According to Sandy, The Biggest Loser concept has been adopted by television stations in 90 countries on six continents, and many of them follow the medical protocol he established and wrote. “It’s important to have a specific plan when helping very obese people lose weight,” he explains. “Each contestant must be supported by a team composed of a physician, nutritionist, psychiatrist or psychologist, and athletic trainer. Lab tests are critically important. Many participants arrive with a shopping bag full of medication and we have to understand when they can get off of them and how to do that safely. We often deal with sleep apnea and dehydration. Calorie intake and exercise are a big part of it, of course, but there’s so much more. The psychological and emotional aspects of being overweight, and learning to value one’s self, need more attention than almost anything.” Sandy is writing a book about getting on the road to health, based on his knowledge and experiences from the show.

Another goal of Sandy’s is to increase the number of student athletes that have access to care from an athletic trainer. “One-third of schools in the U.S. don’t use athletic trainers. So if one of these children is injured, it’s up to his or her parents to see what’s going on with their child and determine how to treat them and whether or not they should return to play.
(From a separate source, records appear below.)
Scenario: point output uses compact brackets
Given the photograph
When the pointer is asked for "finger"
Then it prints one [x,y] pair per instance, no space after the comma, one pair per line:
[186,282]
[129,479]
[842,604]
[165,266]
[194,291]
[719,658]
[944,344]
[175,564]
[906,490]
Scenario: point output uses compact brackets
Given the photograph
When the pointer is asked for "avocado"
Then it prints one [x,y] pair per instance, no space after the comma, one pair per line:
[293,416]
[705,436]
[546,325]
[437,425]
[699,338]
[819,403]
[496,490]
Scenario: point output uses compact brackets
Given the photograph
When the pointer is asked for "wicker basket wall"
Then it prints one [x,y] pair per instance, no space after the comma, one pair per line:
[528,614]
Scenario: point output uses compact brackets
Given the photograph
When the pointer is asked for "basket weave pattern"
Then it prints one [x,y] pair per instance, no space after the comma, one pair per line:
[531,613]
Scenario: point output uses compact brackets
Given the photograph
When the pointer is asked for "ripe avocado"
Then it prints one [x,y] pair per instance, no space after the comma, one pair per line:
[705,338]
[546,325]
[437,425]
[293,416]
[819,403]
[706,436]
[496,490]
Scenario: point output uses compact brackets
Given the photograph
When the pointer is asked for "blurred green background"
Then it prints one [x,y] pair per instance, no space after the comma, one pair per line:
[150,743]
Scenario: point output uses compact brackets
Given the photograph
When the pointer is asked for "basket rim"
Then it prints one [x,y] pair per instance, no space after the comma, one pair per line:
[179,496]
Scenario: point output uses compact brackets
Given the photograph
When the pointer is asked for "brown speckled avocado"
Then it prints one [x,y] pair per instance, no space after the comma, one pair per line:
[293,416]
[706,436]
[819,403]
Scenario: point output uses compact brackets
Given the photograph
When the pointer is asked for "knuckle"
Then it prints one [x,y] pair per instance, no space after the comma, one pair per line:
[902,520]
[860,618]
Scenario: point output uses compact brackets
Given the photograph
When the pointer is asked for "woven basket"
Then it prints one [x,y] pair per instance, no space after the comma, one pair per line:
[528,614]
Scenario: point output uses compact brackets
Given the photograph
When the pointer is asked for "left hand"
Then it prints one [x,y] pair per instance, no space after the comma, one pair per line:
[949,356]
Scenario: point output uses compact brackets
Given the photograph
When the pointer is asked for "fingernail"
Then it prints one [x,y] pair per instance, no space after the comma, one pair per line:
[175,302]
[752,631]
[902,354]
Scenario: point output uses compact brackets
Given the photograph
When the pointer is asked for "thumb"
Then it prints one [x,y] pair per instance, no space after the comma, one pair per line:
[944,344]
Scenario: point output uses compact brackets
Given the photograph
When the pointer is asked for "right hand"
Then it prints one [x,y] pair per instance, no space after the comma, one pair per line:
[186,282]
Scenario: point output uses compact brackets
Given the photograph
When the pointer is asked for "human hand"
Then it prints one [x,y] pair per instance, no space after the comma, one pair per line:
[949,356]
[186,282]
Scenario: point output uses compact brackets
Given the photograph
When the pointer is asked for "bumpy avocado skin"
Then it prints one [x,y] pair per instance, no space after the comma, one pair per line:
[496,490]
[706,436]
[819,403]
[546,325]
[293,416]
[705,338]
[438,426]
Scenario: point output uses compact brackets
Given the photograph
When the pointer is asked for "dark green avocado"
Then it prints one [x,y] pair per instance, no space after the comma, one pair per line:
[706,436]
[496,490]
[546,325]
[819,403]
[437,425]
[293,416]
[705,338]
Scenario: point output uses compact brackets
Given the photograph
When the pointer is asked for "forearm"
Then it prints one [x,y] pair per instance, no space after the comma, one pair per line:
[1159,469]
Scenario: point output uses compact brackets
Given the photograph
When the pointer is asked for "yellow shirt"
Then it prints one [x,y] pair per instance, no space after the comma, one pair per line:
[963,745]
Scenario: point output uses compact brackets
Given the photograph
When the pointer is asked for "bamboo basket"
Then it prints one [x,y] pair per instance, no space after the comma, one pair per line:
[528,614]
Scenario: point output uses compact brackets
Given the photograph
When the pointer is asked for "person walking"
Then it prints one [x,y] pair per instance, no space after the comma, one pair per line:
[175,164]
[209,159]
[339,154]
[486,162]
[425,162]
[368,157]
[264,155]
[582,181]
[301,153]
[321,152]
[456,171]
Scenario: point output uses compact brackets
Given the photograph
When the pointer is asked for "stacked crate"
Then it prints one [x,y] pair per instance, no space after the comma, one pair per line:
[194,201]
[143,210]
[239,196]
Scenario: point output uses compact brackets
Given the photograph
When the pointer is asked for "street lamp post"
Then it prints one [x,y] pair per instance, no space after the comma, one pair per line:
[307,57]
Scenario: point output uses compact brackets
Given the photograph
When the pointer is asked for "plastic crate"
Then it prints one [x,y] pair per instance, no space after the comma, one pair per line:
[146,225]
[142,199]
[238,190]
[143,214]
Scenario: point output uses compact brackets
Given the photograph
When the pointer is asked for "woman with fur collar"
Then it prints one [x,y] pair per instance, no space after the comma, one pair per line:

Every athlete at any age deserves the care of an athletic trainer, and I’m doing all I can to get the word out about this.”

Being a mentor to young athletic trainers is another passion Sandy has. “I encourage every experienced athletic trainer to share their experience and love of our profession with young people new to the field, or who are considering this career. We all have to give back and provide direction and mentorship to the athletic trainers who will be taking our places. I wouldn’t trade this career for anything, and wouldn’t be where I am today without the many mentors who guided me. There’s nothing more rewarding than playing that role in the lives of younger professionals.”